L’Aquila. E’ stata la “processione delle domande”. È la nuova manifestazione del popolo delle carriole che, ad un mese e mezzo dalla prima domenica di protesta, ha sfilato oggi per corso Vittorio Emanuele con addosso alcune domande sulla ricostruzione. Oltrepassati, dunque, per l’ennesima volta i limiti invalicabili della zona rossa, nonostante i manifestanti non avessero ricevuto per quest’oggi nessuna autorizzazione.

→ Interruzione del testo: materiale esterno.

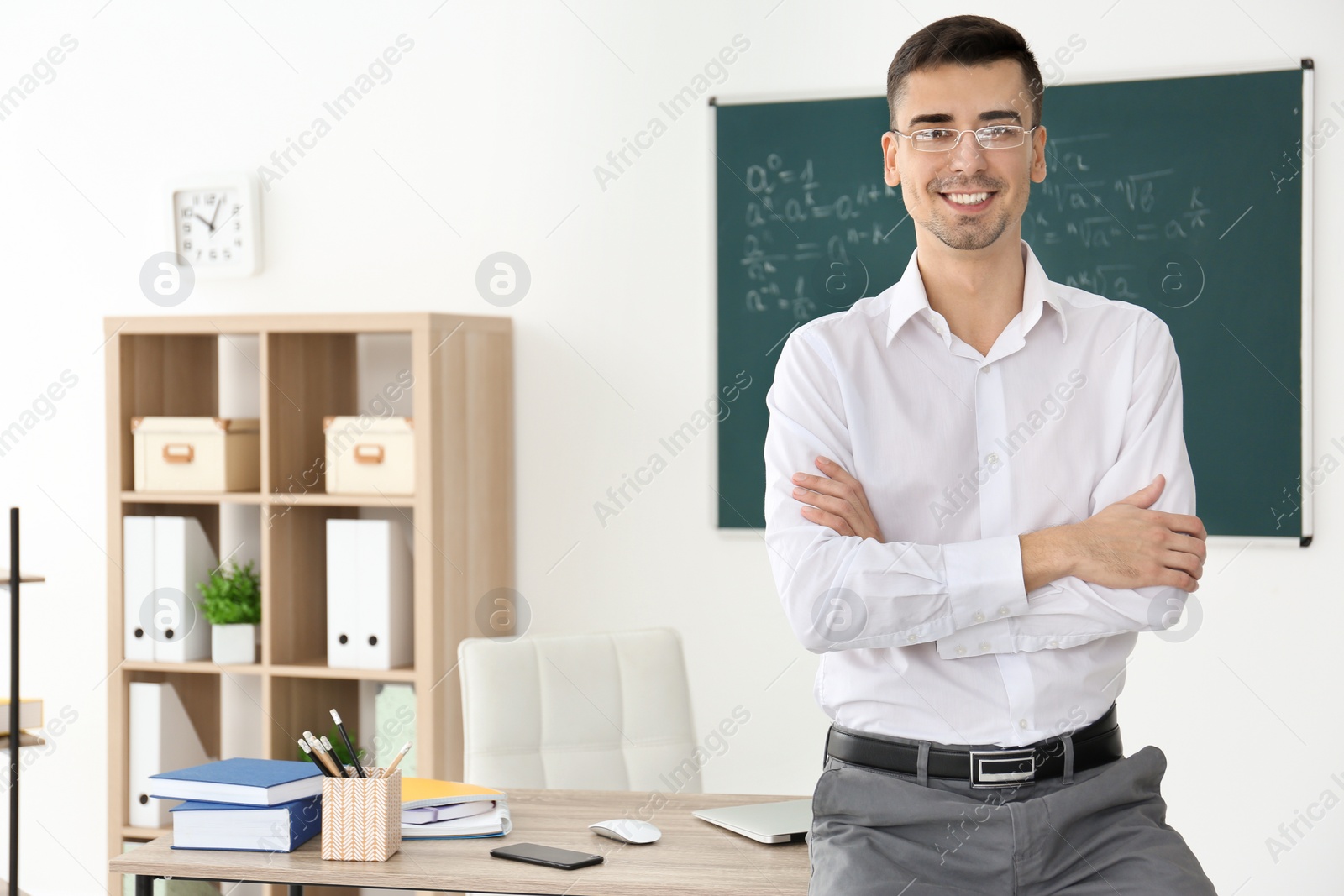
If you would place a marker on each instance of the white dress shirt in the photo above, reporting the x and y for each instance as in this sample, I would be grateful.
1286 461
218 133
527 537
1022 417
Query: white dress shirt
933 636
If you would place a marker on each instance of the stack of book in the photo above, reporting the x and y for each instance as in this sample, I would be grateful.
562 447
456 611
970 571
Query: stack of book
255 805
450 810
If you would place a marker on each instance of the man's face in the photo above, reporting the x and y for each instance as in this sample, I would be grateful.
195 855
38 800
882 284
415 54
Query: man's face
965 98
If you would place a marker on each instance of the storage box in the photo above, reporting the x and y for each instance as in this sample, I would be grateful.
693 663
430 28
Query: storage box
197 454
370 454
362 817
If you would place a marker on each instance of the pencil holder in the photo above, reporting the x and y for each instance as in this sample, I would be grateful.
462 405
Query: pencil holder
362 817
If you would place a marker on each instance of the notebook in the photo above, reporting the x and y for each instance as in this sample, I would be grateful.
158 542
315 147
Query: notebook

All’inizio i militari hanno cercato di fermare il corteo, ma poi gli aquilani hanno avuto la meglio. “La città è nostra” hanno, infatti, ricordato alle forze dell’ordine, che, pertanto, hanno aperto le transenne nei pressi di piazza Regina Margherita.

Diverse le domande lanciate durante la manifestazione tramite il mezzo delle carriole. Gli aquilani si chiedono, infatti, quanti sono coloro che, dal 6 aprile 2009, non hanno più lavorato o quanto denaro sia stato realmente speso dallo Stato per far fronte all’emergenza. Tra i cartelli dei manifestanti, fa poi capolino la domanda di chi immagina futuri nipoti che potrebbero non sapere mai com’era la città dei loro nonni prima del sisma, con evidente riferimento alla possibilità di perdere il centro storico. Idea che sembra sempre più concretizzarsi fra il popolo aquilano.

Dopo aver attraversato i luoghi simbolo de L’Aquila, il popolo delle carriole ha anche fatto una breve ricognizione in piazza San Domenico, che si trova ora piena di macerie. Proprio qui, infatti, è avvenuto nei giorni scorsi un intervento di demolizione. Infine, tutti si sono ritrovati per la tradizionale assemblea di piazza Duomo, dove si è tornato a parlare dell’interesse da parte delle autorità nei confronti del movimento.